Moreover, as the conformity process is extensive for classified/regulated products, the impact on the ability of traders to import counterfeits of such regulated spare parts should be significant. Counterfeit parts are often inferior in quality and therefore should not pass the tests and meet the criteria which the SASO Auto Spare Part Regulations have imposed. However, the SASO Auto Spare Part Regulations do distinguish between ‘genuine parts’ and ‘commercial parts’ which are normally cheaper to obtain in the Saudi market than genuine parts. The definition for each under the Regulations is as follows.

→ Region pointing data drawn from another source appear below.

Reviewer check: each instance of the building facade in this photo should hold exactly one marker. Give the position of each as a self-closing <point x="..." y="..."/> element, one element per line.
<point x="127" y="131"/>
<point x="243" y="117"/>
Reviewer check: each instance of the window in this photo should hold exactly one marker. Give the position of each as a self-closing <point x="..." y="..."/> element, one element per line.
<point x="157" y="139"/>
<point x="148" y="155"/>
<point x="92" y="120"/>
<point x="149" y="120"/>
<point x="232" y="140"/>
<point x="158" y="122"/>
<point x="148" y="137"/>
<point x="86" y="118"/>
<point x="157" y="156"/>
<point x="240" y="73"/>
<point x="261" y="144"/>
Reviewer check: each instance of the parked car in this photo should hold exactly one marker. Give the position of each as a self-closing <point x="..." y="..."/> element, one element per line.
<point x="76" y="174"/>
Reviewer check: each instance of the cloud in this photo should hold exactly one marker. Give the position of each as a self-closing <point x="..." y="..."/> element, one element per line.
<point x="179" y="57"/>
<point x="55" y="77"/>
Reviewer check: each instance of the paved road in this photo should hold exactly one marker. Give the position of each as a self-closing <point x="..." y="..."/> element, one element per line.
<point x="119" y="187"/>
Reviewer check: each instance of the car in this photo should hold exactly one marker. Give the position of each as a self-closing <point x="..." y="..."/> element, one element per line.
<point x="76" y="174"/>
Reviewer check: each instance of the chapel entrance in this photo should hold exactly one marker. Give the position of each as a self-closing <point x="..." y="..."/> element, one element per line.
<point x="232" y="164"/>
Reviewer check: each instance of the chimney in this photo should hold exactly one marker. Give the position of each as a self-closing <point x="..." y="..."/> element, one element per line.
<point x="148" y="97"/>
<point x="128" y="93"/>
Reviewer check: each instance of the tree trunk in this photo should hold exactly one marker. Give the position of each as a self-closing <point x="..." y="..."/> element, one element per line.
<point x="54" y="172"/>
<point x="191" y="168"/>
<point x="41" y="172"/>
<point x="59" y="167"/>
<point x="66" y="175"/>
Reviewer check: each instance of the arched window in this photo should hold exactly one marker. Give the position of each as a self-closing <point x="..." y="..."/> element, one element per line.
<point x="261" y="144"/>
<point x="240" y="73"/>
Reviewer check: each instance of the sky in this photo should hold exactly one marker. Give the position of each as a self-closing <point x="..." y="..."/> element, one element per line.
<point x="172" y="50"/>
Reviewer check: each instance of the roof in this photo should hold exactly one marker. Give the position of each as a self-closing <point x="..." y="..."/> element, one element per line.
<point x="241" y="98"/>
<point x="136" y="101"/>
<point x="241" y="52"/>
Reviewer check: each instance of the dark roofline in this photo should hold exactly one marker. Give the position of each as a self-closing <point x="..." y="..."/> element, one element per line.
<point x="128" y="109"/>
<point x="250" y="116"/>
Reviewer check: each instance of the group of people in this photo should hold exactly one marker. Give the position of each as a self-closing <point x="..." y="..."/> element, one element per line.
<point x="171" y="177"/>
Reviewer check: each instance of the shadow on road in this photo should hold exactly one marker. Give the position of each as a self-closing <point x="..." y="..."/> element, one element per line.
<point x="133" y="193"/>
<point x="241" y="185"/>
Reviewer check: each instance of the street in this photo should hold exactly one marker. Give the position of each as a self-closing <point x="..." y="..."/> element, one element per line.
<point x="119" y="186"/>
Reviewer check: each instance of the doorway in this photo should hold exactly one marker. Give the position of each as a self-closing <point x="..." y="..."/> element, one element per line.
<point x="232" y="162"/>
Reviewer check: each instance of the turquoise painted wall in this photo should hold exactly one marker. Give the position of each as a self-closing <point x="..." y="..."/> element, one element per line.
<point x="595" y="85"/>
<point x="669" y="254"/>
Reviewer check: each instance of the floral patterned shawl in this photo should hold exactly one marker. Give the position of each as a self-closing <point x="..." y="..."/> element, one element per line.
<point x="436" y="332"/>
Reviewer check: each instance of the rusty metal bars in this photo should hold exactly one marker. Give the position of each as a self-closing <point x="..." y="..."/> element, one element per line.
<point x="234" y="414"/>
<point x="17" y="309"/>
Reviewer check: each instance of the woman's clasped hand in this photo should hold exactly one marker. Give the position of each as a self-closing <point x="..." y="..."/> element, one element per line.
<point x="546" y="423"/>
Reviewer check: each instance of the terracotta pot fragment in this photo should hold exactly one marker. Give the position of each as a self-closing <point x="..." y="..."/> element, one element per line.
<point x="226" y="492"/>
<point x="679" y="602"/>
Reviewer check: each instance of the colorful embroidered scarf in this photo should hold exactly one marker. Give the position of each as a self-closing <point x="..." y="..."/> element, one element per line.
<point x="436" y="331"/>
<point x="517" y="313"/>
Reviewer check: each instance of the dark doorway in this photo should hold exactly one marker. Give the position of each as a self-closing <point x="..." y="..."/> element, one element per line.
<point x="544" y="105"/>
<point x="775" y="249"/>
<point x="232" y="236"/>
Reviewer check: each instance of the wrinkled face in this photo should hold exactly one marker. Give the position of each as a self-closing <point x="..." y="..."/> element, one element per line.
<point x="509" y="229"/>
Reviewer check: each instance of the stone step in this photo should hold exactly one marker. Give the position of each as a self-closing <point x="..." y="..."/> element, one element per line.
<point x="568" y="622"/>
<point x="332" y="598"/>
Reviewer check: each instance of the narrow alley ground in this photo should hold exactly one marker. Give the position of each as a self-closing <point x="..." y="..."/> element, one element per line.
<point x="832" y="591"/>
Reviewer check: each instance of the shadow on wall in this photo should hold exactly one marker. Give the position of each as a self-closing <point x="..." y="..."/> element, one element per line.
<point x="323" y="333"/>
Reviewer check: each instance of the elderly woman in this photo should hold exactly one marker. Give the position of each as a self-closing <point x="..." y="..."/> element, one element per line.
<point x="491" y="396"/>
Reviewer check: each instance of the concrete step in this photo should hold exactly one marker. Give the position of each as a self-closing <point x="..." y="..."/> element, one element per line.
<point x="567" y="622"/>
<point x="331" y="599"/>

“Genuine spare parts are parts, which have been designed and manufactured in accordance with the standards and specifications of the manufacturer of the vehicle for the performance of a function that the vehicle manufacturer has specified or that the spare part manufacture has specified according to the standards, specifications and quality assurance system of the vehicle manufacturer.”
“Commercial parts are auto spare parts, which have been manufactured in accordance with any international, European, country of origin standards, or the standards of the spare parts manufacturer and which meet the performance requirements of the vehicle manufacturer in accordance with the standards set out in SASO GSO 1712.”

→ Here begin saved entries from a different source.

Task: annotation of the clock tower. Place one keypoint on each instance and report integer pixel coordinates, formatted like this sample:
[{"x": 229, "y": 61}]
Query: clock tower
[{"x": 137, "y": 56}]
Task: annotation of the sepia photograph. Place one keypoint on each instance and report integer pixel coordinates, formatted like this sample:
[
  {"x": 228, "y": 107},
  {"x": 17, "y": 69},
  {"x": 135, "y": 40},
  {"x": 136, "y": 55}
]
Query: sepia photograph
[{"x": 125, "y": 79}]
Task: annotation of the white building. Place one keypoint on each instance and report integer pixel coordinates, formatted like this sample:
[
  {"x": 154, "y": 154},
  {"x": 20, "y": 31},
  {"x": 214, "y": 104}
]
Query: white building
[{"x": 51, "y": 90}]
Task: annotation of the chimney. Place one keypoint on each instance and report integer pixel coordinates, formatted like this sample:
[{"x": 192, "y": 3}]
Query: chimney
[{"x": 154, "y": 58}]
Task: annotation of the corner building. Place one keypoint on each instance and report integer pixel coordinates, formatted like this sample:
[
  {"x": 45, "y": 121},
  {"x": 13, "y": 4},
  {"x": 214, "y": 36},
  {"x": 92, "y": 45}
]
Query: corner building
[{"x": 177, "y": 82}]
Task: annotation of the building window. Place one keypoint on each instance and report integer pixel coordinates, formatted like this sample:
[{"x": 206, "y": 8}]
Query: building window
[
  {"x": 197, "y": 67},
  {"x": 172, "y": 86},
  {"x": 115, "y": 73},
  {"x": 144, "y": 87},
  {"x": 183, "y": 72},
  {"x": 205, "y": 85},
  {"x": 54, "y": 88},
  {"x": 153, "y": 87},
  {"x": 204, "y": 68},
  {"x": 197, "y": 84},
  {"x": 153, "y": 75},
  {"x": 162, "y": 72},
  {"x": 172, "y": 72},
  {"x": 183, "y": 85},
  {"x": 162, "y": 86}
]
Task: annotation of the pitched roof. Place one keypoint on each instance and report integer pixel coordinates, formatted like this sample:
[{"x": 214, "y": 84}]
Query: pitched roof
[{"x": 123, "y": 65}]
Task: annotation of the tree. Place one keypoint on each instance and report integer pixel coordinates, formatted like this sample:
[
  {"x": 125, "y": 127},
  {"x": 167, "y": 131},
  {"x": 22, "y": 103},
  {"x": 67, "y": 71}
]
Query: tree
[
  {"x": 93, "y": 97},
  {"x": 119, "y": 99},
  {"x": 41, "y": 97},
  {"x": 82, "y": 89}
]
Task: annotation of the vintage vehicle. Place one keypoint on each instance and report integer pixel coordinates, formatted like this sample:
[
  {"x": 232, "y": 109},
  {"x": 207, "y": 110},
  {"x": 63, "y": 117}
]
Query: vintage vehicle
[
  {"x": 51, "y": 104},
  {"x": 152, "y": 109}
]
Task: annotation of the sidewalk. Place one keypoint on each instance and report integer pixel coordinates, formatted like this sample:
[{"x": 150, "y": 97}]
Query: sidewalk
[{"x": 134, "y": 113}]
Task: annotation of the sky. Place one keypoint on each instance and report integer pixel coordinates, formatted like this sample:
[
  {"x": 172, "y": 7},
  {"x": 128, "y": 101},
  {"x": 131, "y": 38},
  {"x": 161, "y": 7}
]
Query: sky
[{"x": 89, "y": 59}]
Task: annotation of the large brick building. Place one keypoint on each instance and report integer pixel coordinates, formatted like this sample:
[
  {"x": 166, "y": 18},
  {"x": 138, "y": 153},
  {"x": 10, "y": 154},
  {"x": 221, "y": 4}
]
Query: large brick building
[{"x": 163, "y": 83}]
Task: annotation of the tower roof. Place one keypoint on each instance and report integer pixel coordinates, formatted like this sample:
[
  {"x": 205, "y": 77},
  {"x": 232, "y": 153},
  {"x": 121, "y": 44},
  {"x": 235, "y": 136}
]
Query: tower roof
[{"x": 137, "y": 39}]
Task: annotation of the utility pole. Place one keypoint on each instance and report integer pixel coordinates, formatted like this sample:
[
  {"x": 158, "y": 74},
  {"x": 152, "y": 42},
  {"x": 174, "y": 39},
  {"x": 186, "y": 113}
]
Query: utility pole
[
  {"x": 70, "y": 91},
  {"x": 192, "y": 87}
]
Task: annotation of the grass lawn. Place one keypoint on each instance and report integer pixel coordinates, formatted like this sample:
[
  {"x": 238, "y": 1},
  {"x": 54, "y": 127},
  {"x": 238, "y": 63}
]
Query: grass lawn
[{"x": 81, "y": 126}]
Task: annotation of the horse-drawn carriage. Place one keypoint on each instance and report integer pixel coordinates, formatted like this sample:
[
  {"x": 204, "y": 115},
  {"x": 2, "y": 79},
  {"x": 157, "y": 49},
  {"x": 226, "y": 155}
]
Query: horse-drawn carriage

Theoretically, it would be possible to envisage a scenario where a trader, who intends to increase their margin of profit, imports regulated commercial parts, which:
- do not bear any false or misleading commercial indication before and at the time of entry to the KSA;
- satisfy the Regulations’ conditions for entry in to the KSA;
- the trader/importer has registered on SABER;
- have duly been issued a certificate of conformity and shipment certificate; and
- after entry in to the KSA have their labelling changed to bear counterfeit marks and other false/misleading commercial indications.
Conversely, too, for unclassified/unregulated spare parts, SASO’s envisaged impact on counterfeiting may not be as significant as the self-declaration conformity process for such parts is evidently less stringent. The above scenario for such parts would therefore be more plausible too. To better monitor import activities, the SASO Auto Spare Part Regulations do however prohibit Saudi importers of genuine auto spare parts from importing commercial auto spare parts. Therefore, the risk of foul play as envisaged in the above possible scenario ought to be more limited to importers of commercial auto spare parts and/or only cases where the spare parts are unclassified/unregulated.

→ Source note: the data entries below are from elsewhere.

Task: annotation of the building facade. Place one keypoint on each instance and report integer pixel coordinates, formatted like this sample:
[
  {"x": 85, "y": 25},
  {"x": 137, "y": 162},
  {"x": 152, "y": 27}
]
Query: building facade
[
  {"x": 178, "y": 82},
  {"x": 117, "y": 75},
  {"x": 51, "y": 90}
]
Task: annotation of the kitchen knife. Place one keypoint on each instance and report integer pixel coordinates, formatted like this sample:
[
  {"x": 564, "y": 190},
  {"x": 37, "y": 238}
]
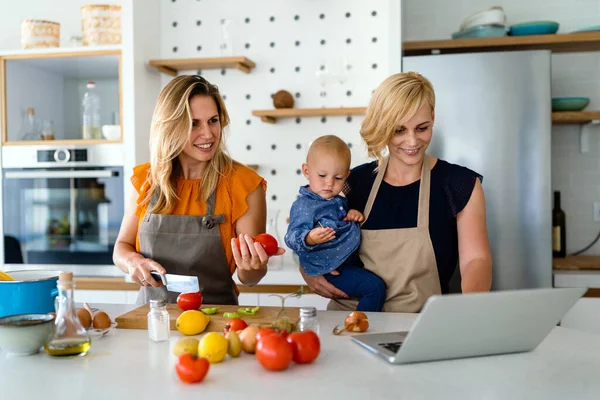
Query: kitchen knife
[{"x": 177, "y": 283}]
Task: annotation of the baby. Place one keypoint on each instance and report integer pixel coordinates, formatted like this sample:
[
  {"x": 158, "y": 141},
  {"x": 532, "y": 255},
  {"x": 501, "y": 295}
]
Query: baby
[{"x": 323, "y": 233}]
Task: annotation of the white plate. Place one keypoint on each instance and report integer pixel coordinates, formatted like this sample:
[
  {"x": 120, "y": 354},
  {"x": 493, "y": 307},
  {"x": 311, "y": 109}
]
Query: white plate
[{"x": 102, "y": 332}]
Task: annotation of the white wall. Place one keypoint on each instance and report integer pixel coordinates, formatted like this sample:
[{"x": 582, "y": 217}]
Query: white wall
[
  {"x": 65, "y": 12},
  {"x": 280, "y": 149},
  {"x": 576, "y": 175}
]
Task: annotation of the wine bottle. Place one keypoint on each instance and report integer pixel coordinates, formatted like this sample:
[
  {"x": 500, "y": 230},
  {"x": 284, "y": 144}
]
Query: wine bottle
[{"x": 559, "y": 229}]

Lastly, the increased Saudi regulation of auto spare parts may prompt a spur in cross-border smuggling activities, which could result in a higher influx of counterfeits. The SASO Auto Spare Part Regulations do authorise local law enforcement authorities in the KSA to monitor the Saudi spare parts market and seize any products, which breach the Regulations. Therefore, much would depend on the level and efficacy of this enforcement.
SASO’s increased efforts to streamline its product clearance and entry requirements with international best practices are certainly improving the products regulation regime in the KSA. This improvement, through the introduction of modern technical tools such as SABER and SALEEM, is specifically evident in the automobile industry. Though more room for improvement exists, SASO’s efforts in this regard are helping to reduce the influx of counterfeit auto spare parts that affect consumer safety.